IPFS stands for InterPlanetary File System. It's a peer-to-peer distributed system for storing and accessing files, websites, applications, and data.
What's the Big Deal?
IPFS makes downloading content decentralised.
- Supports a resilient internet
If someone attacks Wikipedia's web servers or an engineer at Wikipedia makes a big mistake that causes their servers to catch fire, you can still get the same webpages from somewhere else
- Makes it harder to censor content
Because files on IPFS can come from many places, it's harder for anyone (whether they're states, corporations, or someone else) to block things
- Speeds up the web when you're far away or disconnected
If you can retrieve a file from someone nearby instead of hundreds or thousands of miles away, you can often get it faster
Content Addressing
IPFS retrieves information based on contents, known as content addressing. The content itself is used to form an address, rather than information about the computer and disk location it's stored at.
What does content mean?
A content identifier can point to many different types of data, such as a single small file, a piece of a larger file, or metadata (allows you to access the date, location, or file size of your digital pictures).
So, an individual IPFS address can refer to the metadata of just a single piece of a file, a whole file, a directory, a whole website, or any other kind of content
For example, instead of asking one of Wikipedia's computers for a page, your computer uses IPFS to ask lots of computers around the world to share the page with you. It can get the information for you from anyone who has it, not just Wikipedia.

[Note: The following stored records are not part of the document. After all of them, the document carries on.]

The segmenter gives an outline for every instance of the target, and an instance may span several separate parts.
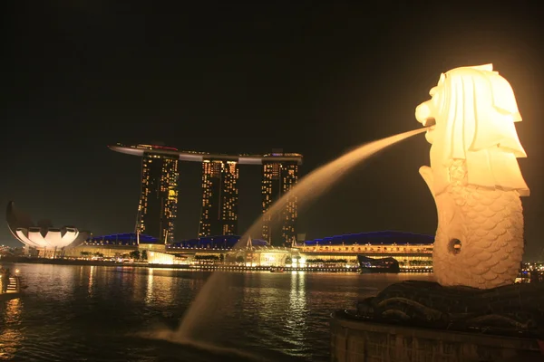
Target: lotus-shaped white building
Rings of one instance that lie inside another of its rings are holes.
[[[5,211],[7,226],[13,235],[27,247],[41,250],[57,250],[78,246],[88,237],[89,233],[80,232],[75,227],[53,228],[50,221],[43,220],[34,224],[30,216],[15,210],[10,201]]]

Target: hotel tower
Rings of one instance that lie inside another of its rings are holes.
[[[270,205],[298,181],[302,156],[274,152],[268,155],[220,155],[180,151],[162,146],[110,146],[116,152],[141,157],[141,186],[136,230],[158,238],[160,243],[175,241],[178,211],[179,162],[202,164],[202,204],[199,237],[235,235],[238,222],[238,166],[262,167],[262,237],[272,245],[290,244],[296,235],[296,198],[274,219],[266,214]],[[275,232],[276,229],[279,231]],[[261,235],[251,235],[258,238]]]

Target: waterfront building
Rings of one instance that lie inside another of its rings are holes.
[[[175,240],[174,225],[178,203],[179,161],[202,164],[202,207],[199,236],[238,233],[238,165],[260,165],[263,167],[263,212],[272,202],[287,192],[298,180],[302,165],[299,154],[223,155],[180,151],[162,146],[118,144],[109,147],[115,152],[142,157],[141,191],[138,206],[136,230],[152,235],[164,243]],[[277,177],[275,169],[277,168]],[[276,178],[273,178],[276,177]],[[268,180],[269,182],[265,182]],[[274,244],[291,243],[295,238],[296,199],[288,200],[281,214],[281,231],[277,242],[267,233],[267,240]],[[271,221],[265,223],[271,224]],[[276,236],[273,235],[273,236]]]
[[[13,201],[7,204],[5,220],[11,233],[33,256],[62,256],[65,250],[80,245],[89,236],[88,232],[73,226],[53,227],[49,220],[34,224],[30,215],[15,209]]]
[[[279,158],[286,156],[294,158]],[[267,211],[277,199],[296,185],[298,166],[301,162],[302,158],[298,154],[276,152],[265,155],[263,157],[262,237],[270,245],[290,245],[296,238],[297,200],[296,195],[287,196],[286,205],[279,213],[271,215],[267,214]]]
[[[202,162],[202,211],[199,237],[238,233],[238,164]]]
[[[138,239],[140,243],[138,243]],[[266,240],[240,241],[238,235],[219,235],[175,242],[164,245],[149,235],[121,233],[89,238],[70,252],[81,251],[114,256],[141,249],[159,252],[158,261],[185,264],[243,264],[245,266],[291,266],[295,268],[331,268],[358,266],[357,255],[370,258],[393,257],[403,270],[432,266],[434,237],[403,232],[372,232],[336,235],[294,243],[291,247],[271,246]],[[166,257],[160,253],[171,254]],[[148,255],[151,255],[148,252]]]
[[[335,235],[296,244],[303,264],[326,264],[345,260],[355,264],[357,255],[393,257],[401,268],[432,266],[434,236],[395,231]]]
[[[178,158],[162,152],[165,148],[161,147],[141,145],[141,148],[143,154],[136,230],[164,243],[172,243],[178,213]]]

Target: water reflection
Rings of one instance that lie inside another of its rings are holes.
[[[89,283],[87,287],[87,291],[89,296],[92,296],[92,283],[94,282],[94,265],[91,266],[91,271],[89,272]]]
[[[23,345],[24,337],[20,326],[23,303],[20,299],[0,303],[2,328],[0,329],[0,359],[13,360]]]
[[[190,351],[186,346],[134,337],[158,327],[175,330],[209,273],[17,267],[29,287],[22,300],[0,303],[0,360],[225,360],[209,350]],[[216,315],[221,318],[204,326],[201,340],[282,362],[330,360],[330,313],[401,279],[307,272],[226,274],[226,291],[232,298],[215,296]]]
[[[151,304],[153,300],[153,269],[148,269],[148,283],[145,290],[145,304]]]
[[[286,329],[288,329],[288,334],[292,336],[291,342],[295,345],[290,351],[291,354],[297,355],[297,352],[304,348],[306,314],[305,272],[292,272],[289,310],[286,316]]]

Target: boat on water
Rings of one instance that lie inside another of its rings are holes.
[[[357,255],[361,273],[378,273],[378,272],[392,272],[396,273],[401,272],[399,262],[394,258],[381,258],[373,259],[364,255]]]

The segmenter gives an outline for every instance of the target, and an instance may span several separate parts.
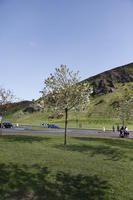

Traditional URLs & file paths identify a file by where it's located:
https://en.wikipedia.org/wiki/Aardvark
/Users/Alice/Documents/term_paper.doc
C:\Users\Joe\My Documents\project_sprint_presentation.ppt
IPFS addresses a file by its content:
/ipfs/QmXoypizjW3WknFiJnKLwHCnL72vedxjQkDDP1mXWo6uco/wiki/Aardvark.html
That jumble of letters after /ipfs/
is called a content identifier and it’s how IPFS can get content from multiple places. The content identifier is a cryptographic hash of the content at that address. The hash is unique to the content that it came from.
Cryptographic Hash
These are functions that take some arbitrary input and return a fixed-length value. The output returned depends on the given hash algorithm in use.
Example of Hello world
as input:
Hello world
Generated output using SHA-1:
0x7B502C3A1F48C8609AE212CDFB639DEE39673F5E
Generated output using SHA-256:
0x64EC88CA00B268E5BA1A35678A1B5316D212F4F366B2477232534A8AECA37F3C
SHA-256 creates a longer hash because it is a 256-bit hash, whereas SHA-1 creates a 160-bit hash . The prepended 0x
indicates that the hash is represented as a base 16 (or hexadecimal) number.
Why Use Hash?
Cryptographic hashes come with a couple of very important characteristics:
- Deterministic - The same input message always returns exactly the same output hash
- Uncorrelated - A small change in the message should generate a completely different hash
- Unique - Infeasible to generate the same hash from two different messages
- One-way - Infeasible to guess or calculate the input message from its hash
Because of these features, cryptographic hash can identify any piece of data: the hash is unique to the data we calculated it from, and it's not too long (a hash is a fixed length, so the SHA-256 hash of a one-gigabyte video file is still only 32 bytes), so sending it around the network doesn't take up a lot of resources.